From: Stefan Hajnoczi <stefanha@redhat.com>
To: mr-083 <matthieu@minio.io>
Cc: qemu-devel@nongnu.org, qemu-block@nongnu.org, its@irrelevant.dk,
kbusch@kernel.org, mr-083 <matthieu@min.io>
Subject: Re: [PATCH v2] hw/nvme: add namespace hotplug support
Date: Fri, 10 Apr 2026 08:41:21 -0400 [thread overview]
Message-ID: <20260410124121.GA485553@fedora> (raw)
In-Reply-To: <20260409213454.5186-1-matthieu@min.io>
[-- Attachment #1: Type: text/plain, Size: 8180 bytes --]
On Thu, Apr 09, 2026 at 11:34:51PM +0200, mr-083 wrote:
> Add hotplug support for nvme-ns devices on the NvmeBus. This enables
> namespace-level hot-swap without removing the NVMe controller, matching
> the behavior of physical NVMe drives hot-swapped in the same PCIe slot.

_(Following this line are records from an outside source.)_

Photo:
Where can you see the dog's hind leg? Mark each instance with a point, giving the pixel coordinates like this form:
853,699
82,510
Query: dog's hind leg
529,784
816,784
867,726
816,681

If we rely purely on NVMe's AEN then this is not equivalent to swapping
physical drives in the same PCIe slot. Maybe adjust the wording to
reflect that this is NVMe-level Namespace hotplug?

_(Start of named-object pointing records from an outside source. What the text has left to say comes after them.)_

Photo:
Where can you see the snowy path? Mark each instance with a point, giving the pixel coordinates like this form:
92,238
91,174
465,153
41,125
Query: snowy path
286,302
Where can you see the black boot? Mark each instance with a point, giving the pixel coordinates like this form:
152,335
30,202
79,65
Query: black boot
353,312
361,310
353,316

> Mark nvme-ns devices as hotpluggable and register the NvmeBus as a
> hotplug handler with proper plug and unplug callbacks:
>
> - plug: attach namespace to all started controllers and send an
> Asynchronous Event Notification (AEN) with NS_ATTR_CHANGED so
> the guest kernel rescans namespaces and adds the block device
> - unplug: detach from all controllers, send AEN, remove from
> subsystem, then unrealize the device. The guest kernel rescans
> and removes the block device.
>
> The plug handler skips controllers that haven't started yet
> (qs_created == false) to avoid interfering with boot-time namespace
> attachment in nvme_start_ctrl().
>
> Both the controller bus and subsystem bus are configured as hotplug
> handlers via qbus_set_bus_hotplug_handler() since nvme-ns devices
> may reparent to the subsystem bus during realize.
>
> Example hot-swap sequence using the NVMe subsystem model:
>
> # Boot with: -device nvme-subsys,id=subsys0
> # -device nvme,id=ctrl0,subsys=subsys0
> # -device nvme-ns,id=ns0,drive=drv0,bus=ctrl0,nsid=1
>
> device_del ns0 # guest receives AEN, removes /dev/nvme0n1
> drive_del drv0
> drive_add 0 file=disk.qcow2,format=qcow2,id=drv0,if=none
> device_add nvme-ns,id=ns0,drive=drv0,bus=ctrl0,nsid=1
> # guest receives AEN, adds /dev/nvme0n1
>
> Tested with Linux 6.1 guest (NVMe driver processes AEN and rescans
> namespace list automatically).
Did you test a Windows Server guest? If not, I can try that next week in
case there are any surprises.
>
> Signed-off-by: Matthieu Receveur <matthieu@min.io>
> ---
> hw/nvme/ctrl.c | 85 ++++++++++++++++++++++++++++++++++++++++++++++++
> hw/nvme/ns.c | 1 +
> hw/nvme/subsys.c | 2 ++
> 3 files changed, 88 insertions(+)
>
> diff --git a/hw/nvme/ctrl.c b/hw/nvme/ctrl.c
> index be6c7028cb..5502e4ea2b 100644
> --- a/hw/nvme/ctrl.c
> +++ b/hw/nvme/ctrl.c
> @@ -206,6 +206,7 @@
> #include "system/hostmem.h"
> #include "hw/pci/msix.h"
> #include "hw/pci/pcie_sriov.h"
> +#include "hw/core/qdev.h"
> #include "system/spdm-socket.h"
> #include "migration/vmstate.h"
>
> @@ -9293,6 +9294,7 @@ static void nvme_realize(PCIDevice *pci_dev, Error **errp)
> }
>
> qbus_init(&n->bus, sizeof(NvmeBus), TYPE_NVME_BUS, dev, dev->id);
> + qbus_set_bus_hotplug_handler(BUS(&n->bus));
>
> if (nvme_init_subsys(n, errp)) {
> return;
> @@ -9553,10 +9555,93 @@ static const TypeInfo nvme_info = {
> },
> };
>
> +static void nvme_ns_hot_plug(HotplugHandler *hotplug_dev, DeviceState *dev,
> + Error **errp)
> +{
> + NvmeNamespace *ns = NVME_NS(dev);
> + NvmeSubsystem *subsys = ns->subsys;
> + uint32_t nsid = ns->params.nsid;
> + int i;
> +
> + /*
> + * Attach to all started controllers and notify via AEN.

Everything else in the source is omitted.